During the filming in Kabardino-Balkaria, a helicopter used for the film fired thermal missiles and accidentally hit an ancient Balkar cemetery, setting it on fire and destroying many graves. After that, an ethnic conflict almost broke out between the film crew and local residents, but among the SOBR officers guarding the group was a former Chechen captain, Kyuri, who was able to stop the angry crowd. During filming, everyone except Bodrov and Dapkunaite lived in the houses of local residents. Balabanov lived in the house of a woman whose graves of all her relatives were destroyed in the cemetery.

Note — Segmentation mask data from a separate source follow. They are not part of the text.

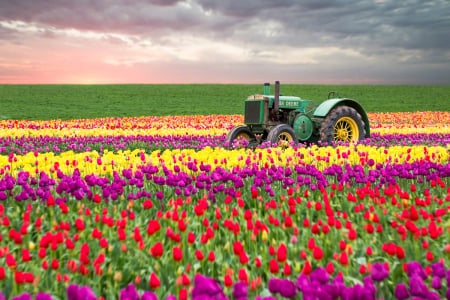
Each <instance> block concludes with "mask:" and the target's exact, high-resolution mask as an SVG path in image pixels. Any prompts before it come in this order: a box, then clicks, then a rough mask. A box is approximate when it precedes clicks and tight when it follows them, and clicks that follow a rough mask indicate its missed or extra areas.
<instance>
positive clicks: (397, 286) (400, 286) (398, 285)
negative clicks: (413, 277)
mask: <svg viewBox="0 0 450 300" xmlns="http://www.w3.org/2000/svg"><path fill="white" fill-rule="evenodd" d="M394 295H395V298H396V299H398V300H404V299H408V298H409V292H408V288H407V287H406V285H405V284H404V283H399V284H397V285H396V286H395V290H394Z"/></svg>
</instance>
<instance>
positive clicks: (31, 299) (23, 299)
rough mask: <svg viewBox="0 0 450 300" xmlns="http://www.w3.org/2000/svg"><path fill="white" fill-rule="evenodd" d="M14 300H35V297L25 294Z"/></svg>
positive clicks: (17, 296) (16, 298)
mask: <svg viewBox="0 0 450 300" xmlns="http://www.w3.org/2000/svg"><path fill="white" fill-rule="evenodd" d="M12 300H33V297H31V295H30V294H28V293H26V292H25V293H23V294H20V295H19V296H16V297H13V298H12Z"/></svg>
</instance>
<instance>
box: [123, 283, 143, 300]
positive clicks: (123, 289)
mask: <svg viewBox="0 0 450 300" xmlns="http://www.w3.org/2000/svg"><path fill="white" fill-rule="evenodd" d="M119 299H120V300H139V294H138V292H137V290H136V287H135V286H134V284H132V283H130V284H129V285H127V286H126V287H125V288H124V289H122V290H121V291H120V295H119Z"/></svg>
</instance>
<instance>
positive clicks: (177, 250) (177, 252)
mask: <svg viewBox="0 0 450 300" xmlns="http://www.w3.org/2000/svg"><path fill="white" fill-rule="evenodd" d="M172 256H173V260H175V261H181V260H182V259H183V251H182V250H181V248H179V247H173V248H172Z"/></svg>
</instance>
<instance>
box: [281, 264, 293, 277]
mask: <svg viewBox="0 0 450 300" xmlns="http://www.w3.org/2000/svg"><path fill="white" fill-rule="evenodd" d="M291 274H292V268H291V266H290V265H289V264H288V263H285V264H284V268H283V275H285V276H289V275H291Z"/></svg>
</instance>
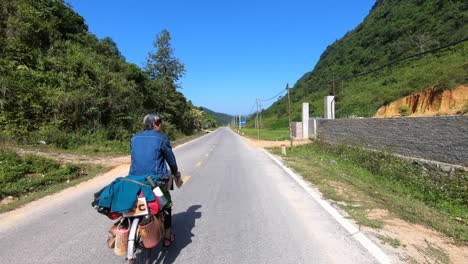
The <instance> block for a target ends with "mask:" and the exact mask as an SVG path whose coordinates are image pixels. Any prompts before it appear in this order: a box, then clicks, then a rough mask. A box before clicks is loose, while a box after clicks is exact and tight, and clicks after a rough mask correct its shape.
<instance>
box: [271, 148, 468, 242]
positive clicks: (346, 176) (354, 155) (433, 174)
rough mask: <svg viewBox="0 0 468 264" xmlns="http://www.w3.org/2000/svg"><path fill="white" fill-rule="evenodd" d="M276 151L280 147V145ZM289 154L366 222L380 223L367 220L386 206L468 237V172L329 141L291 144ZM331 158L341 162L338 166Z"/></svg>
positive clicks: (354, 213) (398, 213) (448, 234)
mask: <svg viewBox="0 0 468 264" xmlns="http://www.w3.org/2000/svg"><path fill="white" fill-rule="evenodd" d="M274 151H275V153H277V154H279V152H280V150H279V148H276V149H275V150H274ZM287 153H288V155H287V156H283V158H285V159H286V160H287V161H288V164H289V165H290V166H292V167H293V168H294V169H295V170H296V171H298V172H299V173H301V175H303V176H304V177H305V178H306V179H308V180H311V181H312V182H313V183H314V184H315V185H317V186H318V187H319V188H320V190H321V191H322V192H323V193H324V195H325V196H326V197H328V198H331V199H335V198H336V197H338V199H337V201H345V203H344V205H343V206H341V207H344V209H345V210H346V211H347V212H348V213H349V214H350V216H352V217H353V218H356V220H357V221H359V223H360V224H363V225H369V226H375V227H378V223H376V222H373V221H372V220H370V221H369V219H366V218H367V217H366V215H367V213H366V211H367V209H372V208H380V209H386V210H388V211H389V212H390V213H392V214H396V215H398V216H399V217H401V218H402V219H404V220H406V221H409V222H412V223H421V224H425V225H427V226H430V227H432V228H434V229H436V230H438V231H439V232H442V233H444V234H447V235H448V236H450V237H452V238H454V239H455V241H458V242H462V243H466V241H468V226H467V225H466V219H467V217H468V208H467V206H468V192H467V187H468V172H466V171H464V170H461V169H456V170H455V169H454V170H451V171H449V172H447V171H446V170H443V169H441V168H439V167H438V166H436V165H429V164H423V163H419V162H411V161H409V160H406V159H402V158H398V157H396V156H394V155H392V154H391V153H387V152H385V151H380V152H377V151H370V150H366V149H363V148H358V147H350V146H347V145H338V146H337V145H330V144H326V143H323V142H316V143H313V144H307V145H302V146H298V147H294V148H288V151H287ZM331 160H335V161H336V162H337V163H336V164H334V165H332V164H330V161H331ZM330 194H331V195H330ZM339 204H340V205H342V204H343V203H339Z"/></svg>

The episode where the main characters of the film were shooting was filmed in the Abaev Tower in the Chereksky District of the Kabardino-Balkarian Republic.

==Music==

Music that was featured in the film, but not included in the soundtrack:

| Song | Performer |
|---|---|
| Iyerusalim, Shamil' vedyot otryad | Timur Mutsuraev |
| Gde zh moya lyubimaya | Arangulov brothers |

Tracklist :
| No. | Title | Performer | Length |
|---|---|---|---|
| 1. | "Voina (Война, War)" | Timur Mutsurayev | 0:52 |
| 2. | "Komandor (Командор, Commander)" | Tomas | 5:14 |
| 3. | "Volki (Волки, Wolves)" | Bi-2 | 5:37 |
| 4. | "SOS" | Splean | 4:30 |
| 5. | "Bereg (Берег, Coast)" | Vyacheslav Butusov | 4:43 |
| 6. | "Lyutaya(Лютая, Fierce)" | Volga-Volga | 1:36 |
| 7. | "Chyorny voron [ru] (Чёрный ворон, Black Raven)" | Livan and PEKh | 5:53 |
| 8. | "Fellini (Феллини)" | Splean/Bi-2 | 5:05 |
| 9. | "Yeshyo ne vecher (Ещё не вечер, Not yet evening)" | Bi-2 | 4:55 |
| 10. | "Plastmassovaya Zhizn' (Пластмассовая Жизнь, Plastic Life)" | Splean | 3:31 |
| 11. | "Sokol (Сокол, Falcon)" | Bi-2 | 7:07 |
| 12. | "Kholostye puli (Холостые пули, Blank bullets)" | Partisan radio | 4:11 |
| 13. | "Moya zvezda (Моя звезда, My star)" | Vyacheslav Butusov and Deadushki | 5:14 |
| 14. | "Vulitsa (Вулиця, Street)" | Okean Elzy | 5:28 |
| 15. | "Voina (Volki-2) (Война (Волки-2), War (Wolves-2))" | Bi-2 | 4:33 |

==Awards and nominations==
- 2002 - According to leading wholesale companies, the film took fourth place among the 50 best-selling video films in 2002, ahead of a large number of high-budget blockbusters.
- 2002, June - XIII Open Russian Film Festival "Kinotavr" in Sochi, the film participated in the contest, winning the Grand Prize.
- 2002, August - Yalta Film Festival, Grand Prize.
- 2002, August - X "Window to Europe" Film Festival in Vyborg, 3rd place in the "Vyborg Account" nomination.
- 2002, October - Montreal World Film Festival, Canada, "Best Actor" (Aleksey Chadov).
- 2002, December - Golden Aries Award of the National Guild of Film Critics and Cinematography in the nomination "Best Cinematography" (Sergei Astakhov).
- 2003, February - Golden Eagle Award in the nomination "Best Sound" (Maxim Belovolov).
- 2003, April - Nika Award in the nomination "Best Actor" (Sergei Bodrov Jr., posthumously).